Home the Land Built harvests the abundance of the Land: boxelder for warmth, sunlight for electricity and hot water, and now, finally, the rain for our water.
A year ago, had you asked which alternative system would be the most challenging, I would not have answered rainwater harvest. It’s just water off the roof for goodness sake. Then again, had I really thought about it, there are more components in the rainwater harvest system than any other.
There’s the steel roof for harvesting (collecting an amazing 1000 gallons per inch of rain). The gutter, buried pipes and cistern pump for transport. The cistern and water crock for storage. Three filters and the first flush diverter for cleaning. Still, most of the components are fairly simple. Except, as I found out, for one.
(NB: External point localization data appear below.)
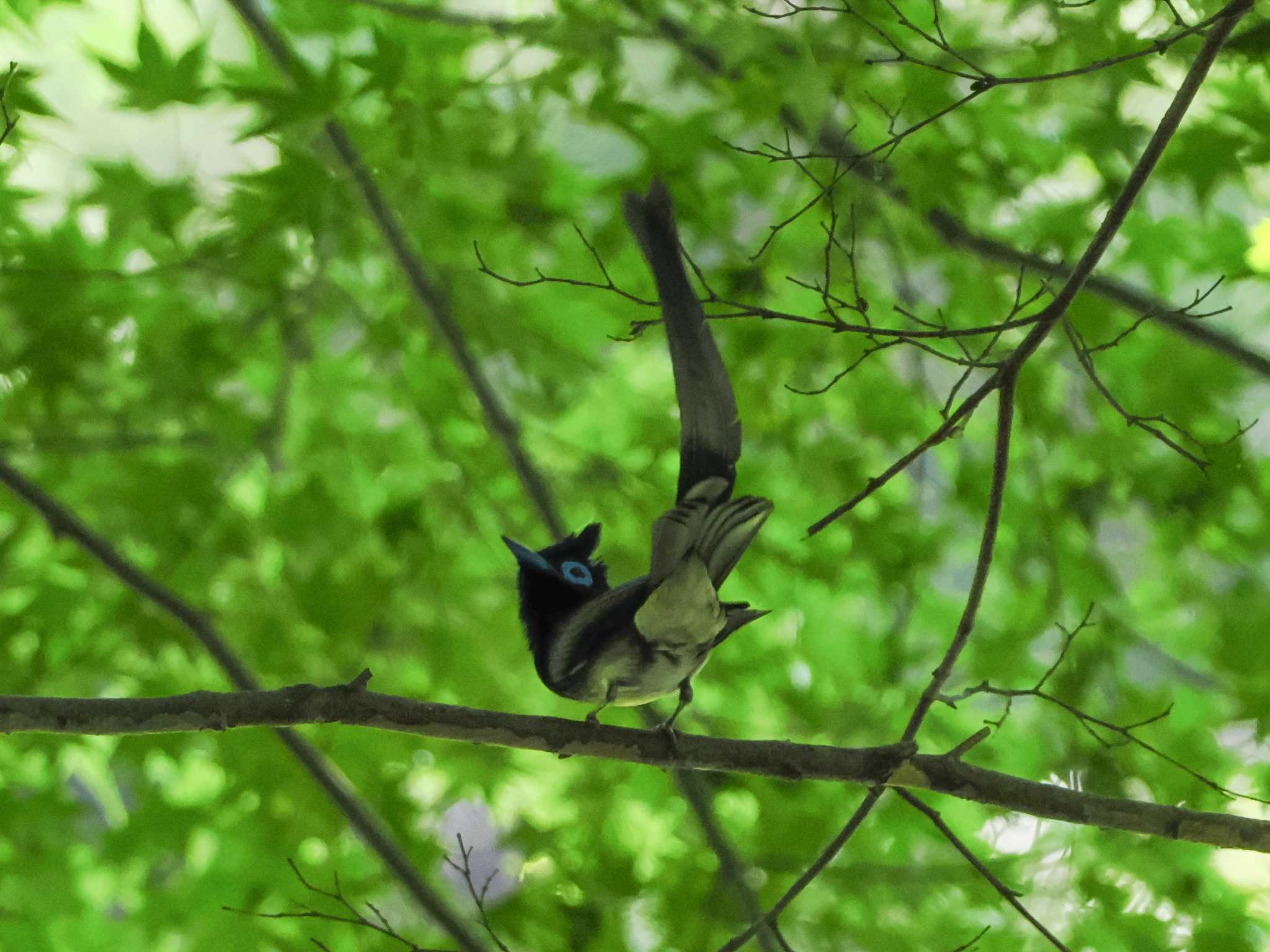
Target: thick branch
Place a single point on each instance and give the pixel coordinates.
(343, 795)
(954, 232)
(892, 764)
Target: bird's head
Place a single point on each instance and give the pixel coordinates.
(557, 580)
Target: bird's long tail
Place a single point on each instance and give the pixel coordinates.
(709, 421)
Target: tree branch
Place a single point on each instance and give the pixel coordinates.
(893, 764)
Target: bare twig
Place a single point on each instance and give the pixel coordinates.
(380, 924)
(465, 870)
(993, 880)
(894, 764)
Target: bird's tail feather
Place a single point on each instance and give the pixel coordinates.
(709, 421)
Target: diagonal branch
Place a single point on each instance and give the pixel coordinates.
(993, 880)
(63, 522)
(951, 230)
(1005, 380)
(427, 291)
(984, 565)
(893, 764)
(1089, 260)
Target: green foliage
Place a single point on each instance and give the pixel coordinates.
(208, 352)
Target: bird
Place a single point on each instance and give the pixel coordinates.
(649, 637)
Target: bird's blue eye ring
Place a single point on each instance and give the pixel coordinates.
(577, 573)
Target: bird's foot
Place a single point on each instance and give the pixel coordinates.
(672, 736)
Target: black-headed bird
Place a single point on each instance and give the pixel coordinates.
(649, 637)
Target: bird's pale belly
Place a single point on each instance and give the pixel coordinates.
(639, 679)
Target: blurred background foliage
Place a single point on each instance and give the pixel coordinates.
(208, 353)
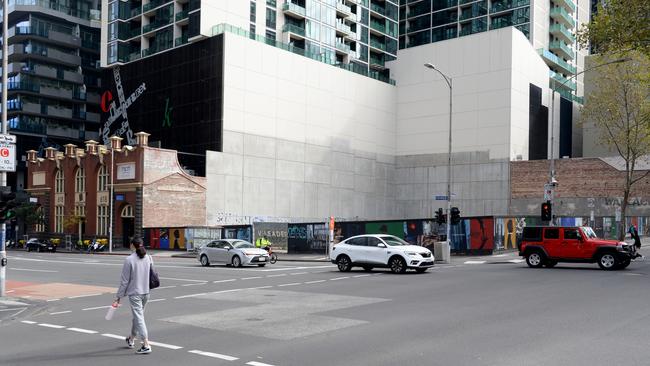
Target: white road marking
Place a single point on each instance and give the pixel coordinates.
(182, 279)
(338, 278)
(109, 335)
(80, 296)
(164, 345)
(81, 330)
(192, 295)
(97, 307)
(214, 355)
(33, 270)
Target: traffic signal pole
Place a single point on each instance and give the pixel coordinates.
(3, 175)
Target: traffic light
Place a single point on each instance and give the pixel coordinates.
(547, 211)
(455, 216)
(7, 203)
(440, 217)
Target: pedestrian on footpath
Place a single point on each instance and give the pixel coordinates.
(135, 285)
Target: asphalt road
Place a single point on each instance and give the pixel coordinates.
(476, 311)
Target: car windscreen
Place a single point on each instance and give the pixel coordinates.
(589, 232)
(242, 245)
(393, 241)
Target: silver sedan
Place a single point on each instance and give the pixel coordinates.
(232, 251)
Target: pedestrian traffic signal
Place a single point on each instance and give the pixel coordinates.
(455, 216)
(547, 211)
(440, 217)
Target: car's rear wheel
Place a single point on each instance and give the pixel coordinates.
(607, 261)
(535, 259)
(550, 264)
(397, 265)
(343, 263)
(204, 260)
(236, 261)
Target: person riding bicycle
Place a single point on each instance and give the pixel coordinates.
(263, 243)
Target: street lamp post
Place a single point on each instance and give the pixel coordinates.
(552, 181)
(449, 83)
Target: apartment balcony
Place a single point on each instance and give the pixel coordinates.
(343, 10)
(560, 48)
(293, 30)
(560, 31)
(560, 82)
(294, 10)
(343, 29)
(560, 15)
(556, 62)
(568, 5)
The Clean Rain first flush diverter---attached to the bottom of each of the three downspouts--- is sometimes called a roof washer. By diverting the first 50 gallons of rainwater away from the cistern, we avoid harvesting everything that’s collected on the roof and gutter since the last rain: bird pooh, stagnant gutter water, dust and pollen. I saw a couple systems where they accomplished this manually, simply by turning a valve a few minutes after the rain begins. But the Clean Rain does this automatically, and very cleverly I might add. Spongy washers swell, pressing a ball over the diverter pipe thereby directing water down the cistern pipe. At least that’s the theory. Our reality, since installing the rainwater harvest system in May, is that the Clean Rain never worked. It diverted all the rainwater away from the cistern and out into our yard.
I’d problem-solved with the friendly folks at the Rainharvest Store, but to no avail. During my last call, both sides felt like maybe it’s time to give up, take out the Clean Rain and install a manual system. Quite depressed, neither of us had any more good ideas. Fortunately fate did.
When Mike the Mason came to lay the limestone over our concrete porch walls, he said the east porch diverter was in his way. As I removed the diverter, I saw my big ah-hah! There was another filter---a filter I didn’t know about it---and it was plugged. “Water could never get through that and into the cistern”, I thought. Now I was excited. I removed the next diverter. “Same problem!” I told Linda. One to go. And when I tore that one off and found it’s filter clogged I jumped onto the website. Mosquito filters! Sure a mosquito might survive in a backyard rain barrel, but not in our cistern. I ditched the filters and reassembled the diverters. And waited. And waited. And waited.
Then, on Saturday morning, it rained. And rained. And as it rained some more I rushed out onto the east porch. Water was gushing out of the downspout and into the diverter and only a little seemed to trickle out of the downspout. “I think we’re harvesting,” I shouted to Linda. “But there’s only one way to know for sure.”
With herculean strength I could have slipped the manhole cover off the cistern and peered down but instead I ran to the bottom of the hill. And there, where Excavator Steve terminated his overflow pipe---designed to carry water away from the cistern when its full and overflowing---gushed water. Rainwater! Glorious harvested rainwater bubbling like a spring. Since we'd just paid Milk Truck Dustin to deliver 5000 gallons of city water, the newly harvested rainwater represented an overflowing abundance.
An hour later, umbrella in hand, I went to look again. “What are you doing?” Linda asked as I sloshed back inside. I was in denial. After all this time I just couldn’t believe it was working. And that now, the whole house was working. I felt so grateful for Home the Land Built, harvester of wood, sunlight and now, finally now, the rain.